What type of call you should use depends on how much pressure there is in the area, what time of year it is, and what the primary local food supply is. Usually in that order.
In the fall, young dogs that are new to all this will come running like they are starved until they have been educated either in person or by losing "friends". 
The tougher the winter the more likely dogs will respond quickly, unless they have been educated.
During Feb. territorial howls and barks can be VERY effective, as the dogs are mating and intruders are either not welcome, or are VERY welcome. Either way, the residents will come in for a look. The trick is to see them before they see you. hehe
During the spring, puppy barks, whines, and distress can bring in the yotes by the ton. Not to mention that in livestock country, lamb and calf calls can be very effective.
Motion decoys are totally the bomb.
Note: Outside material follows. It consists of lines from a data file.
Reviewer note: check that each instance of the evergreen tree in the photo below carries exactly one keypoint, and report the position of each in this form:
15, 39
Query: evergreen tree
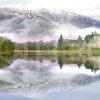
80, 41
60, 43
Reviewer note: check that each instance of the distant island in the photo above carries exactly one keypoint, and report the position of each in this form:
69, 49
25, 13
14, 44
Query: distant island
90, 45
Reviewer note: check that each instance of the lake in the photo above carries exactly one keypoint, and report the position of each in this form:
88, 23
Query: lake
31, 75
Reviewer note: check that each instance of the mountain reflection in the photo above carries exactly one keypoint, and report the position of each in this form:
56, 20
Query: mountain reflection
92, 63
28, 73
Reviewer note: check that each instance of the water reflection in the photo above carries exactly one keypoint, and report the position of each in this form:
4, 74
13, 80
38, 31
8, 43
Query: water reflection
28, 74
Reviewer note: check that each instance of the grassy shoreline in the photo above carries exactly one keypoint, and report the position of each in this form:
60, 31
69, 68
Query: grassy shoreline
93, 51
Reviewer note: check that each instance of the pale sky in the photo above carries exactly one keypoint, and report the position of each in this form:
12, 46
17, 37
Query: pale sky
85, 7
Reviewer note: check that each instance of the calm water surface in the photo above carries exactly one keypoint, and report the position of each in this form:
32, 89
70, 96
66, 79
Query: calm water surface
28, 74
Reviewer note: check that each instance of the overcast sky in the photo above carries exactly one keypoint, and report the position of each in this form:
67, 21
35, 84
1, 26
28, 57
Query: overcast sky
85, 7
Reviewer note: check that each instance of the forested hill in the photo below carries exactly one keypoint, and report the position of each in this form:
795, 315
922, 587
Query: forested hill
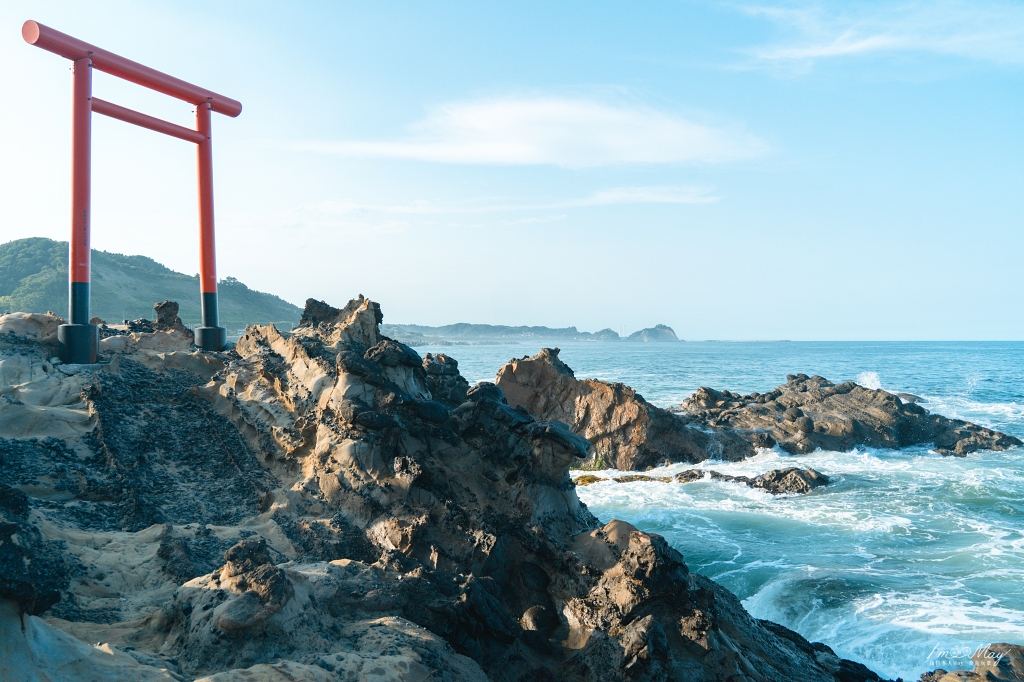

I have used things as simple as a pheasant wing tied to a string and hung from a stick when there is a breeze. 
This summer I bought a quiver rabbit that I am looking forward to trying out sometime soon.

Sadly the YEARS PAST part of my intro is because I have not actively hunted coyotes for the last 6-7 years, so I am rusty at best.
I have an electronic call which is basically an amplifier attached to a speaker that you can jack all manner of sound producers into. It came with a cassette player, then I bought a Cass Creek e-caller that is compatible, I could use a cd player with the right disk, and now I have aquired an MP3 player that I can load with all manner of sounds available over the internet, so my options just keep growing. I killed a dog once while using two different sound sources, and playing the sounds of a crow fight and a wounded rabbit call at the same time through the amp. Sounded like a rabbit was getting shredded by crows.
I also have a full on Ghillie suit that I use from time to time in areas that are hunted fairly often, TOTALLY breaks up the outline and turns me into a bush.

Thing is, I hunted for more than two years before I killed my first one. And I still am not sure what changed. Suddenly I was getting dogs doing what felt like the same things I had been doing all along. :? 
Seemed weird to me.


----------